## Present Research

My research activities are focused on orthogonal arrays that could be useful for statistical designs of experiments . Here is an example of such an array.

0 | 0 | 0 | 0 | 1 | 1 | 1 | 1 | 2 | 2 | 2 | 2 | 3 | 3 | 3 | 3 |

0 | 0 | 1 | 1 | 0 | 0 | 1 | 1 | 0 | 0 | 1 | 1 | 0 | 0 | 1 | 1 |

0 | 1 | 0 | 1 | 0 | 1 | 0 | 1 | 0 | 1 | 0 | 1 | 0 | 1 | 0 | 1 |

0 | 1 | 1 | 0 | 1 | 0 | 0 | 1 | 0 | 1 | 1 | 0 | 1 | 0 | 0 | 1 |

The rows correspond with experimental factors, which can be varied at will in experimentation. Examples are temperature of a liquid, coarseness of material, and variety of wheat. Each row-entry is a factor-setting. So the first factor has four settings and the remaining three factors have two settings each. For example, one may wish to include four formulations of detergents and two washing temperatures in an experiment on cleaning towels.

The 16 columns of the orthogonal array shown here correspond with different experiments, or runs. When carried out in practice, each experiment will result in the measurement of one or more output variables that characterize the product or process one is interested in. The purpose of the series of experiments is to establish a relation between the outputs and the factor settings.

The array in the example has strength *t*=3, because each triple of rows is a full factorial design in three factors (repeated if the triple consists of two-level factors only). This property is convenient when you look at observations averaged over the runs with a common level of one of the factors. For example, there are four such averages for the four-level factor. We can study the main effect of this factor by comparing the four averages. Because of the strength-3 property, the difference in averages of a factor is not affected by the joint effect of any pair of other factors.

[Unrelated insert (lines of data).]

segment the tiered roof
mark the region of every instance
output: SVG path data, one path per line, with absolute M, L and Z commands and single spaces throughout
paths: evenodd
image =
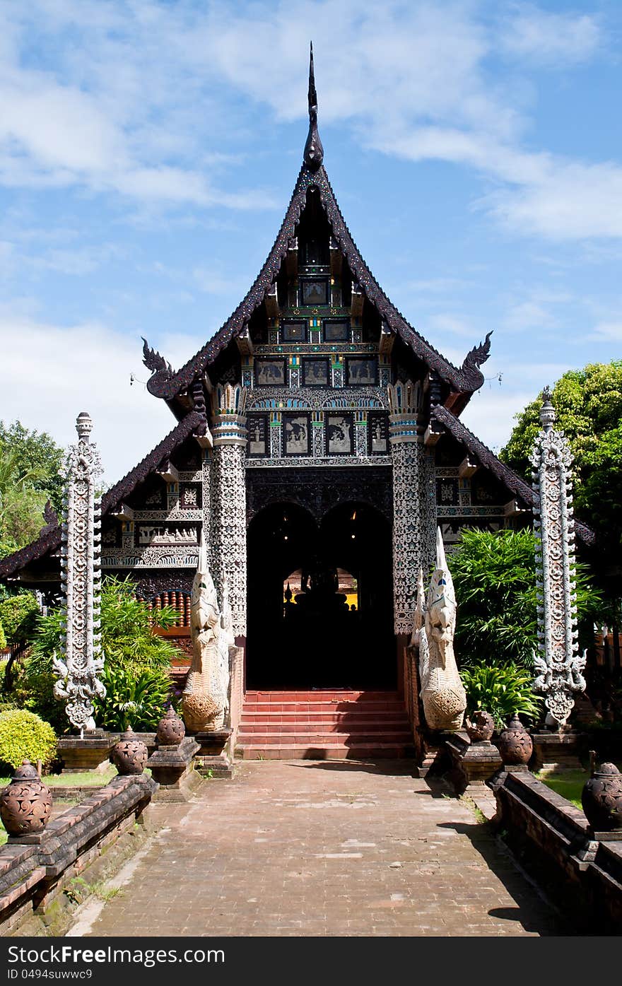
M 245 331 L 250 317 L 261 305 L 278 277 L 281 264 L 293 244 L 296 227 L 307 204 L 307 193 L 310 188 L 314 188 L 319 194 L 319 200 L 332 236 L 365 297 L 376 308 L 388 330 L 398 335 L 415 356 L 422 360 L 430 370 L 435 371 L 440 380 L 449 386 L 449 393 L 445 402 L 459 413 L 473 391 L 479 389 L 484 383 L 484 377 L 479 367 L 488 359 L 492 333 L 487 334 L 484 343 L 474 346 L 467 353 L 461 367 L 455 367 L 413 328 L 374 277 L 346 225 L 323 167 L 323 148 L 317 132 L 317 98 L 312 48 L 309 76 L 309 135 L 305 145 L 303 166 L 290 204 L 274 246 L 250 290 L 224 325 L 180 370 L 172 370 L 164 358 L 159 353 L 149 349 L 146 343 L 144 362 L 153 371 L 153 376 L 147 385 L 148 389 L 157 397 L 174 401 L 195 381 L 203 377 L 219 353 L 236 336 Z

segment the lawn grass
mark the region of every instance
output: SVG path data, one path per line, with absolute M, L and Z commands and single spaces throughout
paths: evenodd
M 577 808 L 582 808 L 581 793 L 584 790 L 586 781 L 589 778 L 587 770 L 541 770 L 535 775 L 538 781 L 546 784 L 547 788 L 561 795 Z
M 79 774 L 44 774 L 41 780 L 48 788 L 58 786 L 63 788 L 101 788 L 116 777 L 116 767 L 110 764 L 105 770 L 83 770 Z M 10 777 L 0 777 L 0 788 L 6 787 L 10 781 Z

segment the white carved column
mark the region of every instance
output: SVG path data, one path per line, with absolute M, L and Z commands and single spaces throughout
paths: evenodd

Strength, run size, and level numbers of the factors are collectively called the *parameters* of an orthogonal array. With the help of prof. Andries Brouwer (Eindhoven University of Technology, Netherlands), and Man Nguyen (University of Technology, Ho Chi Minh City, Vietnam) I formulated a general algorithm to enumerate all non-isomorphic orthogonal arrays of strenth 3 and given parameters (2005). Under my supervision, Ruben Snepvangers wrote a C program for parallel computing of the arrays of any strength given the parameters (2006). The program was good enough for small cases, but got stuck for cases with amny factors or experiments. In 2008, I had the good luck to meet Pieter Eendebak, who is a TNO colleague. We started a collaboration which resulted in a tremendous increase in efficiency. We collected an extensive collection of arrays; please refer to the ‘Series of Arrays’ page of this site. Since then, my research focuses on exploring the many different series of orthogonal arrays and generation of attractive subclasses. Hot issues at this moment are

- Are there efficient ways to employ the basic algorithm for generating attractive subclasses of arrays? (Joint research with Pieter Eendebak and Nha Vo-Thanh.)
- If we have a complete series of arrays, how do we select an array for practical use? For arrays with the same factors but different run sizes, do the extra runs pay off? (Joint research with Robert W. Mee and David Edwards.)
- How can we block the arrays with two crossed blocking factors (for example, six week days and four machines) in groups orthogonal to the main effects? (Joint research with Nha Vo-Thanh and Peter Goos.)
- How can we best join two orthogonal arrays such that an array with a larger run size and the same number of factors results that is better than the individual arrays? (joint research with Alan Vazquez and Peter Goos.)